Шесть лет Саша прокакала в старших лаборантах — то есть девочкой на телефоне, — уговаривая Шуру зашиться. Еще два года, втюрившись в Михаила Сергеевича, точно в девушку («Он открыт, Сашка! И он отмечен! А какая у подлеца светлая улыбка?»), Шурик ждал принципиально иных установок, он, видите ли, хотел, чтобы о ее диссертации говорили даже в Париже. Наконец им и в самом деле утвердили по тем временам страшно дерзкую тему — что-то про искривление Сталиным ленинской национальной политики, причем еще в начале двадцатых — кто бы мог такое вообразить? Но Шура уверял, что все именно так и было, притаскивал из архивов исписанные своим вихляющим почерком карточки, читал ей их на ночь: — Только послушай!.. — И вот тут-то чертом из табакерки выскочила узкоглазая и гундосая стажерка из Улан- Удэ.

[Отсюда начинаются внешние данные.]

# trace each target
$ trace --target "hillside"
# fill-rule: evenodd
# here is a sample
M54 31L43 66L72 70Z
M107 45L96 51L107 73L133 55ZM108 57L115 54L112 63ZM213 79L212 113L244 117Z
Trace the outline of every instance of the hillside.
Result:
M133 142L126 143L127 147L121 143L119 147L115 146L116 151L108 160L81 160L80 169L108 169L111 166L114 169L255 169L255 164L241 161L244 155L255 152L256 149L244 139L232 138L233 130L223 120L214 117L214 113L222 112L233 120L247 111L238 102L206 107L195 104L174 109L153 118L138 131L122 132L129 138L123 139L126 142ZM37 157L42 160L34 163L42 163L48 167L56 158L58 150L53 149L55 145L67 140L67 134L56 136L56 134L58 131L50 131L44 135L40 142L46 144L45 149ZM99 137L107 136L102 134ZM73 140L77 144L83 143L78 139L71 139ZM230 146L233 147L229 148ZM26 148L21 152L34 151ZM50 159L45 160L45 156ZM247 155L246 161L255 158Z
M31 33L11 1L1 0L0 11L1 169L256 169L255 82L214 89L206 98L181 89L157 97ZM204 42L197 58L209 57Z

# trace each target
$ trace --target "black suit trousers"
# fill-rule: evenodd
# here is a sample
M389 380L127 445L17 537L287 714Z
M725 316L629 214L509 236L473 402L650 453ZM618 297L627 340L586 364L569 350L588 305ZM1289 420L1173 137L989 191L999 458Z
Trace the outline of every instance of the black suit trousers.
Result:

Апрель стоял как июль, сухой и душный. Мама лежала с первым инфарктом, у Женьки оказались глисты, разбухшие гланды и анализ крови, с которым Сашу отправили прямиком к онкологу. Шурик же цвел, благоухал, с подозрительным прилежанием наведывался к своей старенькой маме, оставался там на ночь, горячо хлопотал о зачислении гундосой стажерки в аспирантуру и, запершись в туалете, учил бурятский язык — а Саша ему по наивности свеколку от запоров терла!
Наконец, случайно наткнувшись на тарабарский учебник, спрятанный за банками с белилами, Саша разом все поняла, брезгливо, точно за крысиный хвост, держась за кончик страницы, вынесла его из ватерклозета… Это и было ее Ватерлоо.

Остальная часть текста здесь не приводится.